Monthly usage between members and casuals

In [None]:
sns.countplot(data=trips22, x='start_month', hue='member_casual')
label('Day of Week', 'Count');

The plot above shows the increasing pattern of trips with larger trips made by members with the exception of January and February having very slight difference between casual and members.

### Talk about some of the relationships you observed in this part of the investigation. How did the feature(s) of interest vary with other features in the dataset?

> There are a lot of member than casual users and the riding habit varies alot between both user type. Members and casuals uses the bike sharing system for work commute thus having low average trip between on work days (Mon-Fri) whereas casual tends to ride for fun especially over the weekend. 


### Did you observe any interesting relationships between the other features (not the main feature(s) of interest)?

> It is interesting to see that docked bike type have higher average trip duration with little difference in electric and classic bikes.

## Multivariate Exploration

How does the average trip duration vary between member and casual, and ride type

In [None]:
sns.pointplot(data=trips22, x='start_dayofweek', y='duration_minute', hue='member_casual', dodge=0.3, linestyles='')
label('Day of Week', 'Avg. Trip Duration in Minute');

It can be seen from the above plot that members ride much shorter/quicker trips compared to casual  on each day of the week. Both user types have decrease trip duration trend between Monday to Thursday and increase between Friday to Sunday.

In [None]:
sns.pointplot(data=trips22, x='start_dayofweek', y='duration_minute', hue='rideable_type', dodge=0.3, linestyles='')
label('Ride Type', 'Avg. Trip Duration in Minute');

From the above plot, docked bikes high avearge trip duration compared with to classic and elcectric bikes with little differnce between both.

### Talk about some of the relationships you observed in this part of the investigation. Were there features that strengthened each other in terms of looking at your feature(s) of interest?

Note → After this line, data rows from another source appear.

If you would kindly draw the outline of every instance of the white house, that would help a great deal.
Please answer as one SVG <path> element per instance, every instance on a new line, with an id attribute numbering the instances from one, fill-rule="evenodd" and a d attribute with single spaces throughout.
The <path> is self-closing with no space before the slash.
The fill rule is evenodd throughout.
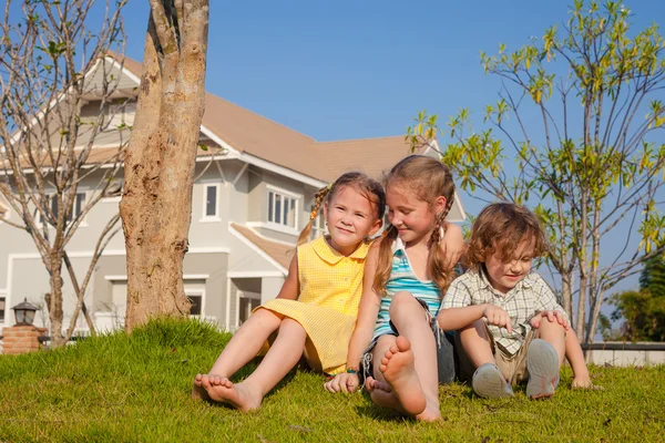
<path id="1" fill-rule="evenodd" d="M 141 64 L 106 55 L 120 79 L 117 96 L 129 97 L 122 119 L 131 125 L 140 83 Z M 94 115 L 91 93 L 83 115 Z M 125 136 L 126 140 L 126 136 Z M 95 138 L 100 161 L 115 151 L 117 132 Z M 205 97 L 205 115 L 194 184 L 190 249 L 184 262 L 185 291 L 193 301 L 192 315 L 205 316 L 219 327 L 235 329 L 253 307 L 274 298 L 287 272 L 299 230 L 308 220 L 317 189 L 348 171 L 362 171 L 380 178 L 408 155 L 403 136 L 317 142 L 314 138 L 265 119 L 212 94 Z M 434 150 L 428 155 L 436 156 Z M 122 171 L 121 171 L 122 177 Z M 99 177 L 96 177 L 99 181 Z M 89 189 L 96 185 L 90 177 Z M 81 186 L 81 199 L 86 198 Z M 80 275 L 88 268 L 102 228 L 117 212 L 120 197 L 101 200 L 88 215 L 68 247 Z M 11 210 L 1 205 L 0 212 Z M 459 198 L 450 220 L 462 220 Z M 325 226 L 317 219 L 315 235 Z M 66 280 L 66 277 L 65 277 Z M 13 324 L 10 308 L 27 298 L 43 305 L 49 277 L 27 233 L 0 222 L 0 327 Z M 75 297 L 65 282 L 65 316 Z M 98 319 L 112 316 L 116 324 L 124 318 L 126 298 L 125 249 L 122 233 L 106 247 L 94 270 L 85 302 Z M 47 321 L 45 312 L 37 322 Z M 65 319 L 66 320 L 66 319 Z M 84 322 L 79 321 L 84 329 Z"/>

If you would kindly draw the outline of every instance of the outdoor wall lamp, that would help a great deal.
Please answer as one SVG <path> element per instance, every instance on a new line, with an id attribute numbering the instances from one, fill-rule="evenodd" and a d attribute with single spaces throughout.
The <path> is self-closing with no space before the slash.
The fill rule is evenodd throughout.
<path id="1" fill-rule="evenodd" d="M 29 303 L 27 298 L 11 309 L 14 311 L 17 326 L 32 324 L 34 321 L 34 312 L 39 310 L 37 306 Z"/>

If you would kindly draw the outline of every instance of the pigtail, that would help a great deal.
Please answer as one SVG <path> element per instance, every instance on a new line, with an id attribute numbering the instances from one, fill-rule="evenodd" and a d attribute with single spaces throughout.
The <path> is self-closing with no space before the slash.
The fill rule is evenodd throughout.
<path id="1" fill-rule="evenodd" d="M 316 215 L 318 214 L 318 210 L 321 207 L 323 203 L 326 200 L 326 197 L 328 196 L 329 192 L 330 186 L 326 186 L 321 187 L 316 193 L 314 197 L 314 209 L 311 209 L 311 213 L 309 214 L 309 222 L 307 222 L 307 225 L 305 225 L 305 227 L 300 231 L 300 236 L 298 237 L 298 246 L 309 240 L 309 235 L 311 234 L 311 224 L 314 223 L 314 219 L 316 218 Z"/>
<path id="2" fill-rule="evenodd" d="M 381 235 L 377 274 L 375 275 L 374 281 L 374 289 L 381 296 L 386 295 L 386 284 L 388 282 L 390 271 L 392 270 L 392 243 L 397 238 L 397 228 L 389 225 Z"/>
<path id="3" fill-rule="evenodd" d="M 446 248 L 442 243 L 443 224 L 446 223 L 446 217 L 448 216 L 448 213 L 450 213 L 452 202 L 452 198 L 448 199 L 446 202 L 446 207 L 437 217 L 437 224 L 434 226 L 434 230 L 432 231 L 429 246 L 430 259 L 428 262 L 428 270 L 432 281 L 439 288 L 441 297 L 443 297 L 446 290 L 448 289 L 448 287 L 452 282 L 452 279 L 454 278 L 453 266 L 451 266 L 453 264 L 450 264 L 449 260 L 447 260 Z"/>

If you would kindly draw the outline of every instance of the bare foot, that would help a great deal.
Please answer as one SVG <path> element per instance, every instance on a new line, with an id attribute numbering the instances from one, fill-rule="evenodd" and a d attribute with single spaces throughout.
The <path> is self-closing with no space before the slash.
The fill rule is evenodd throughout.
<path id="1" fill-rule="evenodd" d="M 411 343 L 406 337 L 398 337 L 386 351 L 379 369 L 407 414 L 418 415 L 424 411 L 427 399 L 416 373 Z"/>
<path id="2" fill-rule="evenodd" d="M 367 392 L 369 392 L 369 396 L 375 404 L 389 408 L 405 414 L 407 413 L 399 402 L 399 399 L 395 396 L 390 384 L 383 381 L 378 381 L 374 377 L 368 377 L 365 381 L 365 388 L 367 388 Z"/>
<path id="3" fill-rule="evenodd" d="M 235 384 L 226 377 L 207 374 L 203 375 L 202 385 L 212 401 L 228 403 L 243 412 L 260 408 L 263 395 L 250 384 Z"/>
<path id="4" fill-rule="evenodd" d="M 203 387 L 203 374 L 196 374 L 196 378 L 194 379 L 194 385 L 192 387 L 192 399 L 209 400 L 209 396 Z"/>

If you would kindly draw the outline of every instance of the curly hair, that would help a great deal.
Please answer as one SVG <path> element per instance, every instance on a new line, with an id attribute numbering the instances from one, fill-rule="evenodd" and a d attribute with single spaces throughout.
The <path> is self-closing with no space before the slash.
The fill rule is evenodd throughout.
<path id="1" fill-rule="evenodd" d="M 491 204 L 473 223 L 463 262 L 469 268 L 480 269 L 494 254 L 501 261 L 508 262 L 524 241 L 533 245 L 533 258 L 548 250 L 545 234 L 535 214 L 514 203 Z"/>
<path id="2" fill-rule="evenodd" d="M 354 188 L 362 194 L 369 203 L 372 205 L 375 210 L 376 219 L 381 219 L 383 213 L 386 212 L 386 192 L 383 190 L 383 186 L 381 184 L 367 175 L 359 172 L 350 172 L 339 176 L 329 186 L 325 186 L 320 188 L 316 195 L 314 200 L 314 209 L 311 214 L 309 214 L 309 222 L 303 230 L 300 231 L 300 236 L 298 237 L 298 245 L 303 245 L 307 240 L 309 240 L 309 236 L 311 234 L 311 224 L 316 218 L 319 209 L 326 200 L 331 200 L 335 198 L 337 194 L 339 194 L 342 189 L 347 187 Z"/>
<path id="3" fill-rule="evenodd" d="M 413 193 L 422 202 L 433 205 L 439 196 L 446 197 L 446 207 L 434 222 L 430 237 L 428 271 L 441 293 L 454 277 L 452 267 L 446 260 L 446 249 L 441 240 L 441 231 L 446 216 L 454 202 L 454 183 L 448 166 L 436 158 L 424 155 L 410 155 L 401 159 L 386 174 L 386 189 L 392 186 L 403 187 Z M 374 288 L 377 292 L 386 292 L 386 282 L 390 278 L 392 264 L 392 243 L 397 238 L 397 229 L 389 225 L 383 231 Z"/>

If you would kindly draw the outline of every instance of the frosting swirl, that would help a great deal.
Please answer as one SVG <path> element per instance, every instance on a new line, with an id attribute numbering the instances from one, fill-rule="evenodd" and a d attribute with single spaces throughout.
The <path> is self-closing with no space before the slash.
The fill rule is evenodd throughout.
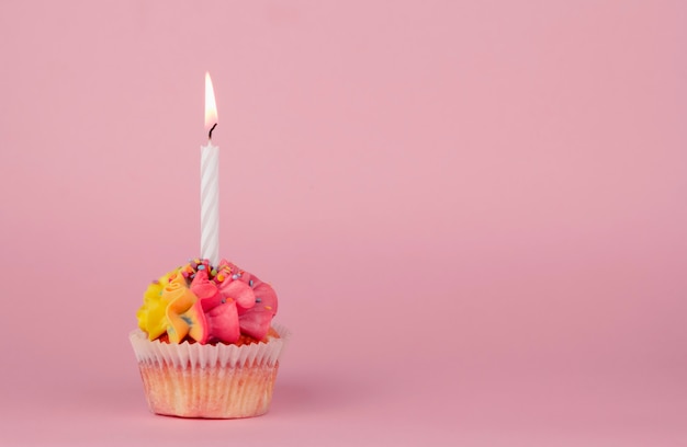
<path id="1" fill-rule="evenodd" d="M 159 279 L 144 294 L 138 326 L 170 343 L 236 343 L 243 335 L 263 340 L 277 314 L 277 294 L 257 276 L 222 260 L 192 260 Z"/>

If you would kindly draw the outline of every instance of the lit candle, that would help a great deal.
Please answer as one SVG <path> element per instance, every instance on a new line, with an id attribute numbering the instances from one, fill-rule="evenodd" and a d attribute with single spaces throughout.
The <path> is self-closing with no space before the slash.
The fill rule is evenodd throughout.
<path id="1" fill-rule="evenodd" d="M 205 130 L 207 146 L 201 146 L 201 257 L 219 262 L 219 148 L 212 145 L 217 125 L 217 106 L 210 73 L 205 72 Z"/>

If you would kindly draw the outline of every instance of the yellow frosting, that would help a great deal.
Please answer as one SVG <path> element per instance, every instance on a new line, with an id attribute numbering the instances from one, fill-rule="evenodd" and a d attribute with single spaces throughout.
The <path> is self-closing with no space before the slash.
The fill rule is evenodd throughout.
<path id="1" fill-rule="evenodd" d="M 165 289 L 170 284 L 171 277 L 179 277 L 179 270 L 162 275 L 157 283 L 150 284 L 143 296 L 143 306 L 136 312 L 138 328 L 148 334 L 148 340 L 155 340 L 167 332 L 167 306 L 169 306 L 169 295 L 165 295 Z"/>

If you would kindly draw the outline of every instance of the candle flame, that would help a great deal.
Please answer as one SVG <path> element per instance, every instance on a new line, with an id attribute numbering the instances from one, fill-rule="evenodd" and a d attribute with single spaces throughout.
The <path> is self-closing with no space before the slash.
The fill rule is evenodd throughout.
<path id="1" fill-rule="evenodd" d="M 212 88 L 212 79 L 210 79 L 210 73 L 205 71 L 205 130 L 209 131 L 215 124 L 217 124 L 215 89 Z"/>

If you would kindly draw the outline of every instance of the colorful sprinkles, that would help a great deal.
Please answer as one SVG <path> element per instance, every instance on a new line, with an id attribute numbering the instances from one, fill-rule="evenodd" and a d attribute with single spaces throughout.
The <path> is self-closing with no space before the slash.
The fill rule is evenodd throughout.
<path id="1" fill-rule="evenodd" d="M 179 267 L 181 276 L 183 276 L 189 283 L 193 280 L 195 274 L 200 271 L 205 271 L 207 273 L 207 278 L 216 284 L 223 283 L 227 278 L 236 280 L 244 274 L 244 272 L 232 272 L 232 267 L 228 265 L 223 265 L 222 267 L 210 265 L 209 260 L 200 257 L 191 259 L 187 265 Z M 153 284 L 159 284 L 159 280 L 154 279 Z M 250 279 L 249 285 L 252 287 L 252 279 Z"/>

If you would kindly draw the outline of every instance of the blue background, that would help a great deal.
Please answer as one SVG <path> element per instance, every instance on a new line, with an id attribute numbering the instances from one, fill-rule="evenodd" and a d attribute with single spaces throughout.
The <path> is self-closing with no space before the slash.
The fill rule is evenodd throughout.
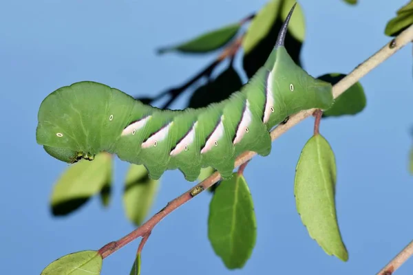
<path id="1" fill-rule="evenodd" d="M 313 76 L 348 73 L 382 47 L 387 21 L 405 0 L 302 0 L 302 60 Z M 0 124 L 2 135 L 0 274 L 40 274 L 56 258 L 98 249 L 134 229 L 125 216 L 123 182 L 129 165 L 116 160 L 110 207 L 98 197 L 61 219 L 52 217 L 52 186 L 67 165 L 36 143 L 41 100 L 61 86 L 89 80 L 133 96 L 152 96 L 187 80 L 215 55 L 159 56 L 155 50 L 241 19 L 266 0 L 4 1 L 0 3 Z M 240 58 L 237 58 L 237 64 Z M 240 67 L 238 66 L 238 67 Z M 338 168 L 337 207 L 349 251 L 343 263 L 312 240 L 297 214 L 295 164 L 310 137 L 308 119 L 248 164 L 258 232 L 242 270 L 228 271 L 207 239 L 211 196 L 205 192 L 165 219 L 142 254 L 142 274 L 375 274 L 413 238 L 408 153 L 413 124 L 412 45 L 361 80 L 368 97 L 356 117 L 323 121 Z M 182 108 L 189 94 L 171 107 Z M 151 214 L 187 190 L 168 171 Z M 103 274 L 127 274 L 138 241 L 106 258 Z M 411 274 L 413 260 L 396 272 Z"/>

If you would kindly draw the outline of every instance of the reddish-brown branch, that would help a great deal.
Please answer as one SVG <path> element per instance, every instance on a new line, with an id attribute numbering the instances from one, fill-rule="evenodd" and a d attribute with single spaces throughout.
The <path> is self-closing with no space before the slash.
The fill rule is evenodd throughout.
<path id="1" fill-rule="evenodd" d="M 321 121 L 323 111 L 321 110 L 317 109 L 315 111 L 313 116 L 315 117 L 315 121 L 314 122 L 314 135 L 317 135 L 320 133 L 320 122 Z"/>

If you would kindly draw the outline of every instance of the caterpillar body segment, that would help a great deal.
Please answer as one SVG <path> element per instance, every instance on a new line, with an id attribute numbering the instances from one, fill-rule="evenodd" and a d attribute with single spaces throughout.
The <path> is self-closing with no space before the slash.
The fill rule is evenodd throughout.
<path id="1" fill-rule="evenodd" d="M 270 153 L 269 131 L 286 117 L 333 102 L 331 85 L 298 67 L 284 46 L 293 9 L 264 65 L 228 99 L 200 109 L 161 110 L 103 84 L 77 82 L 43 100 L 37 142 L 69 163 L 114 153 L 145 165 L 152 179 L 179 169 L 193 182 L 207 166 L 231 177 L 241 153 Z"/>

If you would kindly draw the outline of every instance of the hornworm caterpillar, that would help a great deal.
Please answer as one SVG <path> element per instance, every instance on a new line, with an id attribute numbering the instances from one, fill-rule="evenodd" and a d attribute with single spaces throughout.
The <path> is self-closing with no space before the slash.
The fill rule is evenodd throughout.
<path id="1" fill-rule="evenodd" d="M 200 109 L 162 110 L 105 85 L 79 82 L 41 102 L 37 143 L 68 163 L 114 153 L 145 165 L 155 179 L 178 168 L 193 182 L 207 166 L 230 178 L 240 154 L 270 153 L 269 131 L 286 118 L 332 104 L 332 85 L 298 67 L 284 47 L 295 6 L 265 64 L 229 98 Z"/>

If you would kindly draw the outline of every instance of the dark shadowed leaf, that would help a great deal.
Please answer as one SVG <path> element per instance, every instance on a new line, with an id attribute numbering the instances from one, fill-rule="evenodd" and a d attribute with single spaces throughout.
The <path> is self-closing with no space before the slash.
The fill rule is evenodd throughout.
<path id="1" fill-rule="evenodd" d="M 69 254 L 51 263 L 41 275 L 100 274 L 102 256 L 94 250 Z"/>
<path id="2" fill-rule="evenodd" d="M 143 165 L 131 164 L 126 175 L 123 205 L 127 218 L 140 226 L 153 202 L 159 180 L 149 179 Z"/>
<path id="3" fill-rule="evenodd" d="M 346 76 L 342 74 L 328 74 L 317 78 L 335 85 Z M 356 82 L 335 100 L 333 105 L 323 113 L 323 118 L 355 115 L 364 109 L 366 104 L 363 86 Z"/>
<path id="4" fill-rule="evenodd" d="M 92 162 L 82 160 L 72 164 L 56 183 L 50 206 L 55 216 L 65 215 L 80 208 L 112 182 L 112 157 L 107 153 Z"/>
<path id="5" fill-rule="evenodd" d="M 242 175 L 234 173 L 215 189 L 209 204 L 208 237 L 227 268 L 242 268 L 257 237 L 253 198 Z"/>
<path id="6" fill-rule="evenodd" d="M 413 175 L 413 148 L 410 149 L 410 173 Z"/>
<path id="7" fill-rule="evenodd" d="M 140 275 L 140 253 L 136 255 L 130 275 Z"/>
<path id="8" fill-rule="evenodd" d="M 112 193 L 112 182 L 108 182 L 100 190 L 100 201 L 103 206 L 107 207 L 110 204 L 110 195 Z"/>
<path id="9" fill-rule="evenodd" d="M 328 255 L 347 261 L 348 254 L 335 209 L 337 172 L 334 153 L 321 135 L 312 137 L 297 164 L 294 195 L 301 221 Z"/>
<path id="10" fill-rule="evenodd" d="M 181 44 L 160 48 L 158 53 L 176 51 L 185 53 L 206 53 L 224 46 L 237 34 L 241 25 L 236 23 L 211 30 Z"/>
<path id="11" fill-rule="evenodd" d="M 230 65 L 214 80 L 200 86 L 189 98 L 188 107 L 200 108 L 211 103 L 219 102 L 240 90 L 242 81 L 237 71 Z"/>
<path id="12" fill-rule="evenodd" d="M 262 67 L 274 48 L 278 32 L 295 0 L 271 0 L 253 19 L 242 41 L 243 67 L 251 78 Z M 285 45 L 294 61 L 301 66 L 299 54 L 305 38 L 302 9 L 297 3 L 288 25 Z"/>
<path id="13" fill-rule="evenodd" d="M 397 15 L 388 22 L 384 33 L 389 36 L 396 36 L 413 24 L 413 1 L 401 8 Z"/>
<path id="14" fill-rule="evenodd" d="M 153 101 L 154 98 L 148 98 L 148 97 L 144 97 L 144 98 L 135 98 L 135 99 L 136 100 L 139 100 L 143 104 L 150 104 L 152 101 Z"/>

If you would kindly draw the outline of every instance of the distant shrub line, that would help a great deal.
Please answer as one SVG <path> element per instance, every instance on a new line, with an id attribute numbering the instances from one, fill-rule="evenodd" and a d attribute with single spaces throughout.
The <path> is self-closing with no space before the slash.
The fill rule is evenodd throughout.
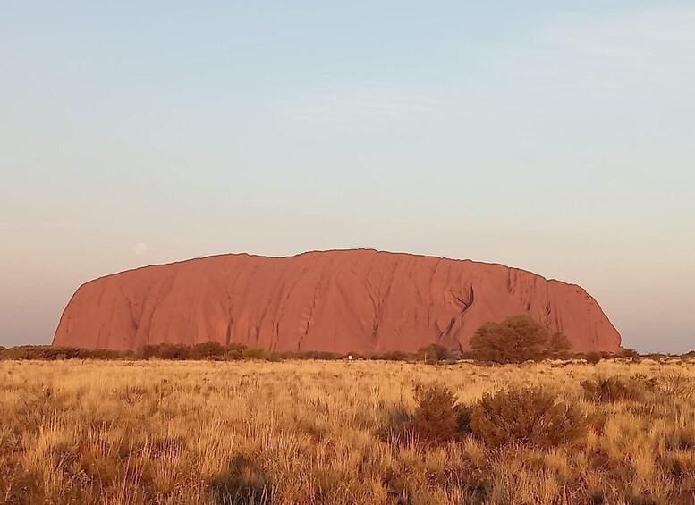
<path id="1" fill-rule="evenodd" d="M 430 344 L 415 353 L 403 351 L 389 351 L 374 354 L 360 354 L 357 352 L 338 353 L 329 351 L 309 350 L 303 352 L 267 351 L 262 349 L 250 348 L 243 344 L 222 345 L 218 342 L 203 342 L 192 346 L 184 344 L 161 343 L 146 345 L 136 350 L 90 349 L 78 347 L 50 346 L 50 345 L 22 345 L 11 348 L 0 347 L 0 360 L 43 360 L 55 361 L 62 359 L 104 359 L 104 360 L 215 360 L 236 361 L 242 359 L 262 359 L 266 361 L 283 361 L 286 359 L 320 359 L 344 360 L 349 356 L 353 360 L 369 359 L 373 361 L 403 361 L 426 362 L 429 364 L 450 364 L 462 359 L 480 363 L 499 363 L 491 357 L 481 359 L 474 353 L 460 353 L 451 351 L 439 344 Z M 603 358 L 625 357 L 626 353 L 619 355 L 608 352 L 589 354 L 564 353 L 558 358 L 584 359 L 589 363 L 598 363 Z M 540 361 L 548 357 L 543 356 L 528 361 Z"/>
<path id="2" fill-rule="evenodd" d="M 453 364 L 461 359 L 481 363 L 524 363 L 544 359 L 585 359 L 598 363 L 601 359 L 616 355 L 608 352 L 577 354 L 571 352 L 567 338 L 560 332 L 553 332 L 527 316 L 513 316 L 499 323 L 486 323 L 470 339 L 470 350 L 453 350 L 439 343 L 431 343 L 416 353 L 394 350 L 383 353 L 360 354 L 357 352 L 336 353 L 327 351 L 276 352 L 250 348 L 243 344 L 222 345 L 209 341 L 189 346 L 176 343 L 146 345 L 137 350 L 88 349 L 77 347 L 18 346 L 10 349 L 0 347 L 0 359 L 179 359 L 234 361 L 239 359 L 371 359 L 386 361 L 409 361 Z M 695 351 L 693 351 L 695 352 Z M 691 354 L 685 355 L 690 357 Z M 624 349 L 617 356 L 639 361 L 641 357 L 633 349 Z M 667 359 L 664 355 L 649 358 Z"/>

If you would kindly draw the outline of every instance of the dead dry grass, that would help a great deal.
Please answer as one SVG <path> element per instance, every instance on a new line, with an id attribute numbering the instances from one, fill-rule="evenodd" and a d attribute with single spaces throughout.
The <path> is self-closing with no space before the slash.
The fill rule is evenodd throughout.
<path id="1" fill-rule="evenodd" d="M 648 387 L 601 401 L 581 384 L 617 375 Z M 693 381 L 650 360 L 4 361 L 0 503 L 693 503 Z M 549 448 L 385 435 L 433 383 L 463 406 L 541 388 L 591 429 Z"/>

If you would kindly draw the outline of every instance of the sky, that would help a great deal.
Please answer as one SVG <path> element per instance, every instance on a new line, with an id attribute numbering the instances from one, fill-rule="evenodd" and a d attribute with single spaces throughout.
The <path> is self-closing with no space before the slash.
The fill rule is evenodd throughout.
<path id="1" fill-rule="evenodd" d="M 121 270 L 372 248 L 691 350 L 693 89 L 692 2 L 0 2 L 0 345 Z"/>

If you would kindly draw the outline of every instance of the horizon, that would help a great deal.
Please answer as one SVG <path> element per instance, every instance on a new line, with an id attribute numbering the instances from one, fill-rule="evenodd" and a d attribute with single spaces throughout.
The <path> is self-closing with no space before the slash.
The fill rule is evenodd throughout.
<path id="1" fill-rule="evenodd" d="M 2 346 L 124 270 L 368 248 L 695 349 L 685 2 L 5 4 L 0 61 Z"/>

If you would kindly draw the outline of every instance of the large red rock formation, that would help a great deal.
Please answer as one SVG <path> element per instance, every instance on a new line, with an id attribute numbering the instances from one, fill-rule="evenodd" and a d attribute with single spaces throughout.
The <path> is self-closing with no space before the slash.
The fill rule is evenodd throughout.
<path id="1" fill-rule="evenodd" d="M 54 345 L 135 349 L 216 341 L 271 350 L 468 349 L 487 321 L 528 314 L 577 351 L 620 349 L 581 288 L 502 265 L 375 250 L 224 255 L 87 282 Z"/>

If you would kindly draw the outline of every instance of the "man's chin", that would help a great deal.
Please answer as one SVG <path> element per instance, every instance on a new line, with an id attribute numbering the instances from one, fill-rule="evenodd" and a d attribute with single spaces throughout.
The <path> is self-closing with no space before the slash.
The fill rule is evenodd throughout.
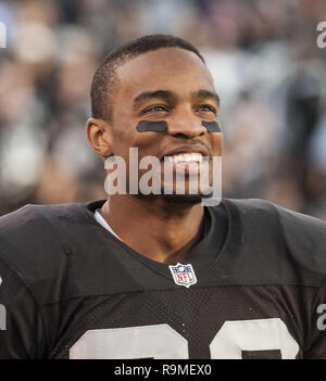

> The multivariate exploration strengthened some of the patterns discovered in the previous bivariate exploration as well as univariate exploration, the relationship between the multiple variables plotted are visualized altogether and information are presented combined. The short and efficient period of usage  for member between Monday through Friday indicate the use primarily for work commute. The more higher and flexible pattern of casual use shows that they are taking advantage of the bike sharing system quite differntly heavily over the weekends for city tour or leisure purposs probably.

### Were there any interesting or surprising interactions between features?

> The interactions between features are all suplementing each other and quite make sense when looked at combined. There is no big surprised, except for high average trip duration of docked bikes compared to the electric and classic bikes.